Alles ist eine Frage des Preises. Praktisch jedes Auto, das hergestellt wird, ist auch zu mieten. Was die Luxusschlitten dieser Welt von Bentley über Ferrari oder Lamborghini bis hin zu einem Aston Martin kosten? Bei “Forbes Traveler” findet man Antworten.
Im 21,5-Milliarden-Dollar-Geschäft, das Autovermieter jährlich weltweit abwickeln, bilden Luxus-Karossen wahre Exoten. Man muss schon sehr genau wissen, an wen man sich wenden muss, um einen Bentley oder einen Ferrari zu mieten. Und selbst dann blitzt man womöglich ab, weil man nicht ins Kundenschema des Vermieters passt.

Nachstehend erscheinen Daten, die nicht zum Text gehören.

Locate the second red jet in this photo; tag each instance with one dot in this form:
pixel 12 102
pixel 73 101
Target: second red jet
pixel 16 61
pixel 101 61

Wer zum Zuge kommt, erhält Fahrzeuge für jeden Zweck. Für Geschäftsreisen oder für ein romantisches Wochenende zu zweit irgendwo an der Côte d’Azur. Mitunter berichten Vermieter in „Forbes Traveler“ von Kunden, ein sündhaft teures Fahrzeug zur Probe fahren wollen, weil sie einen Kauf erwägen. Merke: Auch ein Schwerreicher kauft nicht unbedingt die Katze im Sack – wohl gerade er nicht.
5400 Dollar pro Tag
Als Faustregel gilt: Die Mietkosten pro Tag für einen extravaganten Schlitten liegen bei etwa einem Prozent der Summe, die als Preisschild auf dem Wagen angebracht ist. Will man ins oberste Regal greifen und sich einen Rolls-Royce Phantom samt Chauffeur zwölf Stunden „ausborgen“, darf man 5400 Dollar locker machen. Für einen Tag im Ferrari F430 legt man 1750 Dollar auf den Tisch des Hauses.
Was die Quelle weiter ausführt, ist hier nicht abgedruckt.